В крайнем случае всегда можно было спроецировать свою волю прямо через эту куклу Шварцвальд — вышло бы гораздо надежнее и проще. Так нет же, им предстояли разочаровывающе утомительные разговоры. Оставалось лишь надеяться, что правильно выстроенная стратегия беседы убережет от такой напасти, как любовный интерес со стороны леди подстилки, что должна была просто озвучить то, что ей велено.

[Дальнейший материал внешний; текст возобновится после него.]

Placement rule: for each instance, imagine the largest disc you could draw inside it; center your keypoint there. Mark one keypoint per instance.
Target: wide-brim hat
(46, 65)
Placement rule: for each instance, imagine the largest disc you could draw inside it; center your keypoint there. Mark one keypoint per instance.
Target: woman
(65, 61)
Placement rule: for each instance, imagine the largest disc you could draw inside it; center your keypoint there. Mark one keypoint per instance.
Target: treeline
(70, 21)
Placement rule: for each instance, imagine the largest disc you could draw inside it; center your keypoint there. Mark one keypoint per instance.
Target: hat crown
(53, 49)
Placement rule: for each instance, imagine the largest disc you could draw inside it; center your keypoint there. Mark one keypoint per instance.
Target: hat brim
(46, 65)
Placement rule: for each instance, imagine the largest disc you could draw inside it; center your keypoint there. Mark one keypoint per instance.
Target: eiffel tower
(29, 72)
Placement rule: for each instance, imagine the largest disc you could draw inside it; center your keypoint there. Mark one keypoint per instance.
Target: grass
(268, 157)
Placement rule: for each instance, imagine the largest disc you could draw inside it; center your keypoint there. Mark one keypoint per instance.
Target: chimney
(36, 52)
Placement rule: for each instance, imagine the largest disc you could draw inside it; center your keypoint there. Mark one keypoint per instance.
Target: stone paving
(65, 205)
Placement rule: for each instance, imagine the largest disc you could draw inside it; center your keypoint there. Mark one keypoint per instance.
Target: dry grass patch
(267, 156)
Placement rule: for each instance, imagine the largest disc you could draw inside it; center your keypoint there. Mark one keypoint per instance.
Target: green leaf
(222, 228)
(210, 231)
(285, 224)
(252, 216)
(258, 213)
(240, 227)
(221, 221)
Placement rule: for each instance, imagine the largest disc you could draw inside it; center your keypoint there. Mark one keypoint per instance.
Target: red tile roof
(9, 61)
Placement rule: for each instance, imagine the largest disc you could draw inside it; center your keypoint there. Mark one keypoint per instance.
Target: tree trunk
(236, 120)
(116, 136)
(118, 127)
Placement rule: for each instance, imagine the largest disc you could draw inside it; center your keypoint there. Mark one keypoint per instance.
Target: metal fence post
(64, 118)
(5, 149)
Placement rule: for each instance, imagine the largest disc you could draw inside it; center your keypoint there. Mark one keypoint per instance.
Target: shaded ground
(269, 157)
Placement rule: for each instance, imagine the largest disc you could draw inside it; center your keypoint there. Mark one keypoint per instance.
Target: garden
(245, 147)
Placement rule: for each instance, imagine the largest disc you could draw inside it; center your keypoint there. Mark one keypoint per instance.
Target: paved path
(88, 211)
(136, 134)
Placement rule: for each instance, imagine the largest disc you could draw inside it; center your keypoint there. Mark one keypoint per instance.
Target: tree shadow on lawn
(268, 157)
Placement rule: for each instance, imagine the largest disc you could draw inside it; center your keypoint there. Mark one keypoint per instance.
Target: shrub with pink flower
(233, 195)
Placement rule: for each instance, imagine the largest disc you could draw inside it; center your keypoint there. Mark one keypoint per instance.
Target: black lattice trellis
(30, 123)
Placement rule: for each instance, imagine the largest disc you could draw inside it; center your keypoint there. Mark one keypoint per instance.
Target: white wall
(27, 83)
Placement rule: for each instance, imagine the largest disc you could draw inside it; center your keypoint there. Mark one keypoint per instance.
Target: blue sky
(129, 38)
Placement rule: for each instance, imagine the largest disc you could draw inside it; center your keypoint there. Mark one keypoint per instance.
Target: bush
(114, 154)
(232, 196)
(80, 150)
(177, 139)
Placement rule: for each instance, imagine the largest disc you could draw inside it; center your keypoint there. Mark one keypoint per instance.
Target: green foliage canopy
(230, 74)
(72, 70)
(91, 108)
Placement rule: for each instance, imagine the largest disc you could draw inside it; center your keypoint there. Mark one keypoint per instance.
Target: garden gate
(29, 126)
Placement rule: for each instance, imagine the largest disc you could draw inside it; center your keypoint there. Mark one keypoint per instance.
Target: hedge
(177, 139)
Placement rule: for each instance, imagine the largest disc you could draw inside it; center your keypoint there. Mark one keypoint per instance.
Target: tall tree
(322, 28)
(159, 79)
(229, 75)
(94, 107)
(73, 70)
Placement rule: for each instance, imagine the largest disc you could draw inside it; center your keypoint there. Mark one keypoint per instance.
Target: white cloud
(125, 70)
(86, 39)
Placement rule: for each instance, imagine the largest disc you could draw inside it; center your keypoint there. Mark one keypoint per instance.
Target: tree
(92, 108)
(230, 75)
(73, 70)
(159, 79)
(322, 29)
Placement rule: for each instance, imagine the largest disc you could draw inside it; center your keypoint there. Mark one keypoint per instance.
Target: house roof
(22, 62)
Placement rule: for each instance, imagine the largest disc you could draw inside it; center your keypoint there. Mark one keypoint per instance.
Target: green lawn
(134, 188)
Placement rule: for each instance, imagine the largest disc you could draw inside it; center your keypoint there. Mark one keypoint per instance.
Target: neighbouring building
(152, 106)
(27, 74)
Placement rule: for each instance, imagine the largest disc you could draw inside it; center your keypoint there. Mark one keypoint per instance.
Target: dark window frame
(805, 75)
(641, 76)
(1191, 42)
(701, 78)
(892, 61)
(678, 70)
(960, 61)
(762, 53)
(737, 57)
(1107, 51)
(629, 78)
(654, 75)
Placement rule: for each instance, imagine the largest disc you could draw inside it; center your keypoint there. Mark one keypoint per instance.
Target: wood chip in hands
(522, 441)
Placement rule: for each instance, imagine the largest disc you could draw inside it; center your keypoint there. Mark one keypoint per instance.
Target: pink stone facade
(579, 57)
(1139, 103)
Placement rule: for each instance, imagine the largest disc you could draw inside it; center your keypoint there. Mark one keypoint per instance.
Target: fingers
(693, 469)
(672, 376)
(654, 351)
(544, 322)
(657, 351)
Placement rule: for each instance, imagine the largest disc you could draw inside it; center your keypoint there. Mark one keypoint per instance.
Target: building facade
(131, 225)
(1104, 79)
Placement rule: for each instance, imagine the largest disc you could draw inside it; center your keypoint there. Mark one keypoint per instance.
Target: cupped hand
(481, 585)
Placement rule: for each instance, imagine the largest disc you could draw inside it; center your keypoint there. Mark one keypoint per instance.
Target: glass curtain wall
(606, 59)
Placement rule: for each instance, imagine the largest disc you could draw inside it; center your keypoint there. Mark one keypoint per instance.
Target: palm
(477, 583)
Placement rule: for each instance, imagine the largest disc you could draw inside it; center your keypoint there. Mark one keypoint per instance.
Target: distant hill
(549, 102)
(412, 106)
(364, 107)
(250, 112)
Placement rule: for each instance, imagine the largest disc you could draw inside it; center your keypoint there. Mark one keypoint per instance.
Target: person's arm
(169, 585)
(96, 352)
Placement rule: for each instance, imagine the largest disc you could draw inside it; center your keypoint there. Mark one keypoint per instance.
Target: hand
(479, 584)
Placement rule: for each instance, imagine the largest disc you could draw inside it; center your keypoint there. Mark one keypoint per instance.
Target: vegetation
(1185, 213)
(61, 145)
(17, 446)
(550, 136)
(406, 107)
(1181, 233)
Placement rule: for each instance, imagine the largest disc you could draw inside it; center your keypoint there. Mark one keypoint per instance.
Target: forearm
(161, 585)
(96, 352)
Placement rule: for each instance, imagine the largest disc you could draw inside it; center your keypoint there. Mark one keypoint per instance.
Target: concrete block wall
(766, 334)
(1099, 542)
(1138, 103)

Все же фамильные стать, неотразимость и харизма мужчин рода Малфой не раз становились обузой для них, инициируя ненужные сложности. Следовало держать это в уме.
Абраксас даже пожалел, что привел себя в порядок после тренировки. Откуда ему было знать, что сейчас врожденная красота и притягательность могут сослужить ему плохую службу...
Как тяжело бывает щедро одаренным богами. Как трудно им приходится в окружении посредственностей.
— Прелестная птица. Тоже делегат генерала? Восхитительно, — со светской прохладцей отметил он, проходя к столу. Из вежливости поднял чашку, обозначил прикосновение губ к ее краю. Поучаствовал в трапезе, не участвуя. — Итак, насколько я понимаю, у вас должна быть информация. Я в нетерпении. Очень внимательном, но все же нетерпении.